26 September, 2019
The National Company Law Appellate Tribunal (“NCLAT”) in its recent judgment dated August 21, 2019 in Excel Metal Processor Limited vs Benteler Trading International GMBH and Anr.[Company Appeal (AT) (Insolvency) No. 782 of 2019] has held that a clause in an agreement adopting a foreign law will not act as an embargo in initiating insolvency proceedings under section 9 of the Insolvency and Bankruptcy Code, 2016 (“Code”).
The brief facts of the case are that Benteler Trading International GmbH (“Operational Creditor”) filed an application under section 9 of the Code against Excel Metal Processors Private Limited (“Corporate Debtor”) alleging that the Corporate Debtor had committed a default on March 27, 2016 in making the payment to an extent of USD 1,258,219.42 inclusive of interest @15% per annum before the National Company Law Tribunal, Mumbai Bench (“NCLT”).

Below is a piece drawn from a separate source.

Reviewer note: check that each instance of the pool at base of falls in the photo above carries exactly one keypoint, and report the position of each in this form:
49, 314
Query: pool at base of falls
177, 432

The NCLT, by its impugned order dated June 25, 2019 admitted the application. Subsequently, the said order was challenged by the Corporate Debtor before the NCLAT.
One of the arguments raised by the Corporate Debtor was in relation to the jurisdiction of the NCLT to entertain the insolvency application. The Corporate Debtor referred to the Settlement Agreement executed between the parties and submitted that as per the said Agreement (wherein the parties have mutually agreed that the Agreement shall be governed by the foreign law) and as the office of the Operational Creditor is located in Germany, any suit or case is maintainable only in the Courts at Germany. It is pertinent to mention that the Agreement, as relied upon by the Corporate Debtor, stipulated as under:
“3. SETTLEMENT OF DISPUTES BETWEEN THE PARTIES
1. By signing the agreement the parties hereby under mutual concessions (utergegenseitigemNachegeben) mutually settle all disputes on or related to the existing obligations and the contract.
2. GOVERNING LAW AND RESOLUTION OF DISPUTES
3.1 This agreement is governed by, and shall be construed in accordance with, the substantive laws of the Federal Republic of Germany.
2. Any dispute arising out of or in connection with this Agreement shall be finally decided in accordance with this Agreement with the Arbitration rules of “schiedsgerichtsordnung der Deutschen Institution fur Shiedsgerichtsbarkeit e.V.”
Basis the aforementioned, the Corporate Debtor argued that no case can be filed before Courts in India. In view thereof, the Corporate Debtor raised a question on the jurisdiction of the NCLT in entertaining the application under section 9 of the Code.
The aforementioned argument of the Corporate Debtor was rejected by the NCLAT. The NCLAT relied on its judgment passed in Binani Industries Limited vs Bank of Baroda and Anr., Company Appeal (AT) (Insolvency) No. 82 of 2018 decided on November 4, 2018 wherein it was held by the NCLAT that 'Corporate Insolvency Resolution Process'/ insolvency proceedings is not a 'suit' or a 'litigation' or a 'money claim' for any litigation; no one is selling or buying the 'Corporate Debtor' a 'Resolution Plan'; it is not an auction; it is not a recovery, which is an individual effort by the creditor to recover the dues through a process that had debtor and creditor on opposite sides; and it is not liquidation. The object of the Insolvency Code is merely to get have a resolution in place, so that the Company does not default on dues.
NCLAT further noted that as per section 60 of the Code, “the Adjudicating Authority, in relation to insolvency resolution and liquidation for corporate persons including corporate debtors and personals guarantors thereof shall be the National Company Law Tribunal having territorial jurisdiction over the place where the registered office of the corporate person is located.” Therefore, as the office of the Corporate Debtor was located in Mumbai, NCLT had the jurisdiction to entertain an application under section 9 of the Code and the Corporate Debtor cannot derive advantage of the terms of the Agreement reached between the parties.
After due consideration of the all the grounds raised by the Corporate Debtor, the NCLAT declined to interfere with the aforementioned order dated June 25, 2019 passed by the NCLT and accordingly, dismissed the appeal.